Student visa applications plummeted by 14% in 2024

There has been a big drop in student visa applications with Home Office data revealing a 14% fall between 2023 and 2024 compared to the previous year.
This downturn follows stricter government rules aimed at curbing net migration, which tracks long-term arrivals minus departures, including overseas students.
Earlier this year, authorities tightened rules surrounding family visas for students, barring most from bringing relatives into the UK.
The government's figures show student family visa applications dropped by 85% from 2023 to 2024 as a result.
Fewer international students
Historically, sponsored study visa approvals hovered around 200,000 annually from 2011 to 2016, before climbing to 268,674 in 2019.
A surge in numbers followed the Covid-19 downturn, peaking at 498,068 in the year ending June 2023, though numbers have since tapered to 393,125 in 2024.
London, which has the UK's densest cluster of higher education establishments, faces potential economic fallout, London Higher says.
The education body warns that fewer international students could strain university budgets and dent the capital's financial health.
It estimates that international students pump £9.6 billion into London's economy.
Subsidise world-leading research
London Higher's chief executive, Dr Diana Beech, told BBC News: "International student fees are a core part of the cross-subsidy towards our world-leading research sector and towards courses that are maybe less popular with home students."
The Home Office notes that the 393,125 sponsored study visas granted to primary applicants is still 46% higher than before the pandemic.
The Home Office data also reveals a shifting demographic landscape and between 2019 and 2023, Indian and Nigerian nationals fuelled much of the growth in student arrivals.

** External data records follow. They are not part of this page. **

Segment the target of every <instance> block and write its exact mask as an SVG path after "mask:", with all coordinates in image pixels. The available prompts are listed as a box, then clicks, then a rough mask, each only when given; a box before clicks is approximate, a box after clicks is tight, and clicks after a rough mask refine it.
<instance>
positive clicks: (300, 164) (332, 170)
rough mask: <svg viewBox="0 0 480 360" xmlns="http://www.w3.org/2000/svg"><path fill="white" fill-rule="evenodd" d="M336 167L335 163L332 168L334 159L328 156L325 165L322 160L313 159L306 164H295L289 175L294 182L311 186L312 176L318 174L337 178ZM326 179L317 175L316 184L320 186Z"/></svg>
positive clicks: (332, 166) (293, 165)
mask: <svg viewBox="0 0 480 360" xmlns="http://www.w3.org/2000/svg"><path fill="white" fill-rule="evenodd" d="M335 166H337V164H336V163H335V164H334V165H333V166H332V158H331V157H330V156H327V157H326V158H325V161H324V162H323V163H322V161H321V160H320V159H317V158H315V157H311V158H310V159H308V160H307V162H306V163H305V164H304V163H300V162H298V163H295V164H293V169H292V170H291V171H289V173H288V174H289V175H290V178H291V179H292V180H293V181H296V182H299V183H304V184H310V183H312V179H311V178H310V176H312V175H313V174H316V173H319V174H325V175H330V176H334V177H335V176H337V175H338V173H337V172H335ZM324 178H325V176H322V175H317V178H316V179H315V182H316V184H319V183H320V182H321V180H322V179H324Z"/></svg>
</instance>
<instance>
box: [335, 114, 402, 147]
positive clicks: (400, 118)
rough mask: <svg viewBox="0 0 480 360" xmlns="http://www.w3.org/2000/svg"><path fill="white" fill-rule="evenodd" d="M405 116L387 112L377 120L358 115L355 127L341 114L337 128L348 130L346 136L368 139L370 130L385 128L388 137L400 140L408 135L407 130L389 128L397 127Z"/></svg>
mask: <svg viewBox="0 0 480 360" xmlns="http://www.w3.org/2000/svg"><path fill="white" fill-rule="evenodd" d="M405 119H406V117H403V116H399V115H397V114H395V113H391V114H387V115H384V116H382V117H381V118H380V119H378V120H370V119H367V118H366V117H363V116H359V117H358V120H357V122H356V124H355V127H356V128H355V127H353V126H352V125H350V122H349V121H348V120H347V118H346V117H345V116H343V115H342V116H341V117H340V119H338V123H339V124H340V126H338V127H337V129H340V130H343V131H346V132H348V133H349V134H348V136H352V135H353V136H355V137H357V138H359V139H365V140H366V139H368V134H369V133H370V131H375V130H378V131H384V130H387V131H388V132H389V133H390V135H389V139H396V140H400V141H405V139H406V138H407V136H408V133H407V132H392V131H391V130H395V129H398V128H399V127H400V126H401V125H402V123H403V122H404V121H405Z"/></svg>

Yet, recent years show a reversal: Indian visas fell 36% from 2022 to 2024, while Nigerian figures dropped 68% over the same timeframe.
Indian students, who led approvals from late 2022 to mid-2024, have now slipped behind Chinese nationals, reclaiming a position held from 2018 to 2022.
In 2024, Chinese applicants secured 102,942 visas - or 26% of the total - with 59% pursuing a master’s qualification.
Indian nationals, comprising 23%, saw 80% of their cohort targeting master’s-level studies.
Master’s programmes have dominated
The figures also show that master’s programmes have dominated recent trends, accounting for 65% of study visas over the past four years.
Approvals for these courses soared 150% from 2020 to 2022, reaching 314,911, before declining 27% to 231,070 in 2024.
Bachelor’s degrees, with 102,720 visas (27%), held steady, while doctoral and other course levels comprised 12%.
The dependant ratio also shifted: in 2024, there was roughly one dependant per 20 main applicants, down from six per 20 in mid-2023.
Market is cooling
Simon Thompson, the managing director of Accommodation for Students, said: "For student landlords relying on the steady influx of international students to fill their properties, the 14% drop in student visa applications in 2023/24 signals a looming challenge.
"And with family visa approvals crashing by 85% and overall visa numbers sliding to 393,125, the once-booming market appears to be cooling fast, but numbers are still higher than pre-Covid."
He added: "London, a hotspot for higher education, faces an economic squeeze that could ripple out to rental demand, leaving landlords focussed on this sector grappling with vacancies and tighter margins."